In a previous post we looked at the three basic phases of a business lawsuit in Florida. We are now starting to examine them in further detail. The second phase is the discovery phase in which the parties try to verify what they think they know and learn information of which they were unaware. They do this with the other party or parties in the lawsuit and with parties outside the lawsuit known as third-parties.
The Rules of Procedure that govern civil lawsuits in Florida provide the parties with ways to obtain documents and information in their discovery efforts and, along with past cases or precedent that have interpreted those Rules, place certain limits on those. Those options include depositions, which are essentially question and answer sessions under oath conducted by a lawyer and recorded by a stenographer also called a court reporter that the party taking the deposition hires and pays. Unlike some of the other discovery options available, a party can use a deposition to obtain or clarify information and to even obtain documents from another party in the lawsuit or from a third-party.
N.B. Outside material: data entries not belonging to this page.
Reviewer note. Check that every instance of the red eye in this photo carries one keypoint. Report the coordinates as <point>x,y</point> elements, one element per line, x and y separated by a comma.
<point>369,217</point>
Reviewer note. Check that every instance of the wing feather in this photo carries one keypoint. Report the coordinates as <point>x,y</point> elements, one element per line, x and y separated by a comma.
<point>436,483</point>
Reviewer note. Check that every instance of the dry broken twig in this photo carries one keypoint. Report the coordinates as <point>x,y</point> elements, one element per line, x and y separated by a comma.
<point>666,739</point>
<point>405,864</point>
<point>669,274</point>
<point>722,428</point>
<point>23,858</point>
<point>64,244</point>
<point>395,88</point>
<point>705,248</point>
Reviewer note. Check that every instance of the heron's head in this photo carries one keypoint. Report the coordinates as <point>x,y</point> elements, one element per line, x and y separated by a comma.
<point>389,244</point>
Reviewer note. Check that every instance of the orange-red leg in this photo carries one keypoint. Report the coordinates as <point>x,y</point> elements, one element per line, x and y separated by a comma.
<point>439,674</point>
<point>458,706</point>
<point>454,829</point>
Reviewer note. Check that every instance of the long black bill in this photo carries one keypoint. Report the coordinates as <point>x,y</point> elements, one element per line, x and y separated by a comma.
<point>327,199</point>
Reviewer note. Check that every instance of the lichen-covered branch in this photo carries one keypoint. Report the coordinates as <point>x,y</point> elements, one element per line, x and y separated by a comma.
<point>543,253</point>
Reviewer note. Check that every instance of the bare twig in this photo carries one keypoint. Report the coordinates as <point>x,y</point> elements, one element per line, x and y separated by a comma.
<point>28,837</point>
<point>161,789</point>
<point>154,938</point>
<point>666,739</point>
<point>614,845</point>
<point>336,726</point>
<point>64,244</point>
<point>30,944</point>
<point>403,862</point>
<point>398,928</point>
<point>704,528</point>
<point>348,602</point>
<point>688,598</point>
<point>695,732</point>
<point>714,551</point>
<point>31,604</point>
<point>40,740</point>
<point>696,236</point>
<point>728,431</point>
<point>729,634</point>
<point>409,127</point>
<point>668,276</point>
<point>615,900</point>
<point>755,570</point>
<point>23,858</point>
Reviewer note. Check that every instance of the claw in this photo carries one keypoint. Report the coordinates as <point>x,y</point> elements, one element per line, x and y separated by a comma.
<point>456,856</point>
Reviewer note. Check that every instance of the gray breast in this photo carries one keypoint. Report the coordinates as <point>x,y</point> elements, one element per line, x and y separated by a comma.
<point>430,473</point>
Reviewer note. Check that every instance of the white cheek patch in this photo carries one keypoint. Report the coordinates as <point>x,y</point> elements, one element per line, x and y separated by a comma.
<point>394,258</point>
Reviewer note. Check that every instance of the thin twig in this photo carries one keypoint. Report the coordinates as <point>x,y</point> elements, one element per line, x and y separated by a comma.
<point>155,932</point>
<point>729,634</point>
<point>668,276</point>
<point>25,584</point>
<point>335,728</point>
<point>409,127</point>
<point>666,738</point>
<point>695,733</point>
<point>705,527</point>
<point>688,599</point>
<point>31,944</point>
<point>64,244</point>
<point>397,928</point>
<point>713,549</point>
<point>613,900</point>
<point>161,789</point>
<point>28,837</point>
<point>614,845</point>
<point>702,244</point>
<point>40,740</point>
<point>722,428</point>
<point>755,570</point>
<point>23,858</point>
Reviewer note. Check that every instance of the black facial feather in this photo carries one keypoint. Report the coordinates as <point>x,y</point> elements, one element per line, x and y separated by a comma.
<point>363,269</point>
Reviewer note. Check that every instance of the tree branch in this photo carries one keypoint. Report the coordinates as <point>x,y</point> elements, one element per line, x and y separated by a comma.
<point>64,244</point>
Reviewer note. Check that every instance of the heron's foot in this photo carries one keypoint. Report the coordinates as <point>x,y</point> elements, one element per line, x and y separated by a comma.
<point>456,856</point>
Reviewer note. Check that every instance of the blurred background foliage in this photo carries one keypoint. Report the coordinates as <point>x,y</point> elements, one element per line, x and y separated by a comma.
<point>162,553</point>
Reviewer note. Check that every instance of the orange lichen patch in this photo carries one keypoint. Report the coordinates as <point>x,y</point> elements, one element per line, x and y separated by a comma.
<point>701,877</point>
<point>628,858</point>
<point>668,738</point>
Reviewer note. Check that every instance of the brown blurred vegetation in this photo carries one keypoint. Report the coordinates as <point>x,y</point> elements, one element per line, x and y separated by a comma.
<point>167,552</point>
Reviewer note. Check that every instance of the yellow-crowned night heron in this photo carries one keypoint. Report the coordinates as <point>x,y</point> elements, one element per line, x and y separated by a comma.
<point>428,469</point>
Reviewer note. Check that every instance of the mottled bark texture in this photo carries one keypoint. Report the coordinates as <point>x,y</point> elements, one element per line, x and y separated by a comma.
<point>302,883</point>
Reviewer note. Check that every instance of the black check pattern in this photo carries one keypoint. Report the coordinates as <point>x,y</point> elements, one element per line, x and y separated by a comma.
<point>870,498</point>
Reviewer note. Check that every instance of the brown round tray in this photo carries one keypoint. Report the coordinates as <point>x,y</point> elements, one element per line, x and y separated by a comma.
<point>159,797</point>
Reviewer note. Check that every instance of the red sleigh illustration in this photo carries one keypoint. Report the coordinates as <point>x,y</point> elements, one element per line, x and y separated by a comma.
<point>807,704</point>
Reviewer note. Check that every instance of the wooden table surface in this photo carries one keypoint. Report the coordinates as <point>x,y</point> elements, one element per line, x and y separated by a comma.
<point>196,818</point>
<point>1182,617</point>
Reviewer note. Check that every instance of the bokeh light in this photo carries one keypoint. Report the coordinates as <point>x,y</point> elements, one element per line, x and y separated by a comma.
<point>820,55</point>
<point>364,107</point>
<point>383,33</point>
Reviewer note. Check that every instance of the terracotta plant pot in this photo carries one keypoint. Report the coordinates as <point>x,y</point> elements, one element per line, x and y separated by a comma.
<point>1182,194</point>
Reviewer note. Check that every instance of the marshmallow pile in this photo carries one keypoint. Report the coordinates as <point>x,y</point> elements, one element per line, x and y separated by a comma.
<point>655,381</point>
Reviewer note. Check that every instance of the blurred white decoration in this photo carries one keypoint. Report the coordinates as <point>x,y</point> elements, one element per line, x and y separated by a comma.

Depositions can also be videotaped in addition to the court reporter and like the court reporter, the party taking the deposition hires and pays for that in most cases. Depositions are coordinated between the parties unless a Judge orders them and prescribes the time and location for them. Ordinarily however, because lawyers are required to conduct themselves in a professional manner, this is all coordinated very easily between the parties without the need or expense of involving the Judge. The website of the Law Office of David Steinfeld contains several articles on depositions and what to do and what not to do in them, but the best preparation is a frank and direct discussion with your counsel before the deposition. There are also some examples on YouTube now of depositions that have gone horribly wrong that make for interesting viewing.